CommSec uses a non-SSL frameset to deliver sensitive financial data. You never know (without some digging) whether the content frame is at the www.comsec.com.au domain and whether it’s using SSL or not.
In June 2008, CommSec introduced an integrated banking and trading solution. The idea is that you can do all of your securities trading and all of your banking using the one website. And you get a tastefully designed CommSec Debit MasterCard too. Why wouldn’t you sign up?
Logging In
You arrive at the CommSec website. You’re greeted by the CommSec homepage sitting comfortably underneath a green address bar.
Protected by an Extended Validation Certificate, you enter your Client ID and password. You’re taken to the next page.
Your browser prompts you to remember your password. That’s okay, though, because CommSec uses a second password, one that you can’t save, when you actually want to execute a financial transaction. But what else is missing?

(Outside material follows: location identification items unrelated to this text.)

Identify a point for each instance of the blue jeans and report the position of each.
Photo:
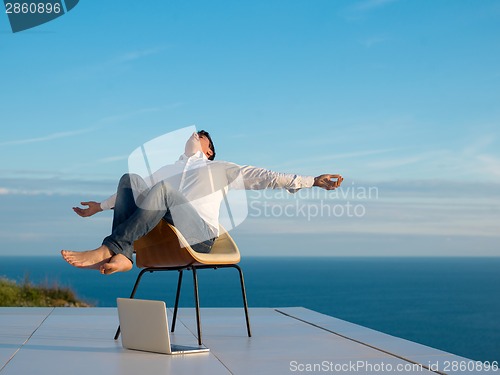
(135, 216)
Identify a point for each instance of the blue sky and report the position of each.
(400, 96)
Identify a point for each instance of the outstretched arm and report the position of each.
(93, 208)
(328, 181)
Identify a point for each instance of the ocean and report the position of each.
(451, 304)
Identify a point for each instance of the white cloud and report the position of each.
(49, 137)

Oops. We’ve lost the SSL. And this appears to be by design.
Broken by Design
CommSec uses frames. The navigation bar is in one frame and the content is in another. The content frame uses SSL only when the content is sensitive. For example, it uses SSL when displaying account balances, but not when displaying market prices.
But the parent page and the navigation frame never use SSL. Since the link to, say, ‘Cash Management’ is itself on an unsecured page, a man in the middle can change the link to point anywhere.

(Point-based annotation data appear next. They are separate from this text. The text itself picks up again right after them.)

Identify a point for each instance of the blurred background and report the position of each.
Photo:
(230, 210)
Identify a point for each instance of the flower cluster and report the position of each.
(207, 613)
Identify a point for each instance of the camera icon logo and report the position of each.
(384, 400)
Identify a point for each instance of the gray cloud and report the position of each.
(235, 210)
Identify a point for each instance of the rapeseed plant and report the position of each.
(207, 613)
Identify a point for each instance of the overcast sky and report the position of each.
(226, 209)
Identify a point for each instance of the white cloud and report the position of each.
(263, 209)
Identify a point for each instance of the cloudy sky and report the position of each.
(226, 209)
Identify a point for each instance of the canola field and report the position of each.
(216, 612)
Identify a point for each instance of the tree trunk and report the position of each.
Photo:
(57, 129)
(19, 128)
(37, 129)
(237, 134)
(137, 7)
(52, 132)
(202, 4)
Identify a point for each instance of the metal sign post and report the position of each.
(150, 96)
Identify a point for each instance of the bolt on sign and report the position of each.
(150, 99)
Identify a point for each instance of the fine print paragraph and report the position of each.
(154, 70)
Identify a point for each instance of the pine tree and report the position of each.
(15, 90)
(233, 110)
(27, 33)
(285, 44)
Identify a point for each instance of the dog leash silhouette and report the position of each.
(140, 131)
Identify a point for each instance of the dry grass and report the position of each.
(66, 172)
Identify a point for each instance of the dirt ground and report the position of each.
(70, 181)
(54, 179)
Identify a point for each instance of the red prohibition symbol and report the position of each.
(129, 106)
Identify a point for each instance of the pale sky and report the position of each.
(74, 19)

That means you never know where you’ll go when you click ‘Cash Management’. And since you never know (without some digging) whether the content frame is at the www.comsec.com.au domain or whether it’s using SSL, you’ll never know whether it’s safe to enter your details there.
Mitigating Factors
CommSec’s site has some characteristics that make man-in-the-middle attacks more difficult. First, the authentication cookie is an SSL-only cookie.
A man in the middle cannot, therefore, acquire that cookie. He or she would need to use some social engineering to get your credentials. For example, the man in the middle could prompt you for your Client ID and password. You’re likely to trust such a prompt, since you came to the site independently and CommSec does itself prompt for such confirmation.

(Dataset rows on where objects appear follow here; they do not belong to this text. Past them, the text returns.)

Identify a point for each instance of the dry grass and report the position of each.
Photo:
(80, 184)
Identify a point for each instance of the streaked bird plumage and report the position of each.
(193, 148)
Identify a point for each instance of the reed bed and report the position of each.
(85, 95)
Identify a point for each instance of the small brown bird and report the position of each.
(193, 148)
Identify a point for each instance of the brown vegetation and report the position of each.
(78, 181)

The second mitigating factor is that CommSec uses (optional) SMS security. Whenever you make a payment to a third party (and in certain other circumstances), CommSec will send you a one-time code to your mobile phone.
But, again, social engineering should work. A man in the middle can merely ask you for the code when you go to check your balances, or your details, or when you attempt to perform some transaction.
Conclusion
Delivering sensitive information over HTTPS within an HTTP frame is just bad design. It hides the nature of the connection from the user, who then has no way of telling whether the information is being sent securely or not.
From the perspective of the user, an attack might look like this: they type the CommSec URL, making sure to include https://
. They see a green address bar. They login. They’re taken to an HTTP page (as they always have been). They click the ‘Cash Management’ link, but they’re prompted to confirm their identity first by entering their details and then an SMS code. Having no reason to suspect the site, having accessed it over HTTPS with a green bar, they enter their details. They’re taken to their cash management page. Only now there’s several thousand dollars missing.
I understand that there are performance considerations for delivering market data, charts, etc over SSL, but this kind of design is unacceptable. It confuses already confused users, making social engineering too easy.
Steve Gibson would roll over in his grave, if it weren’t for the fact that he’s still alive doing a great security podcast.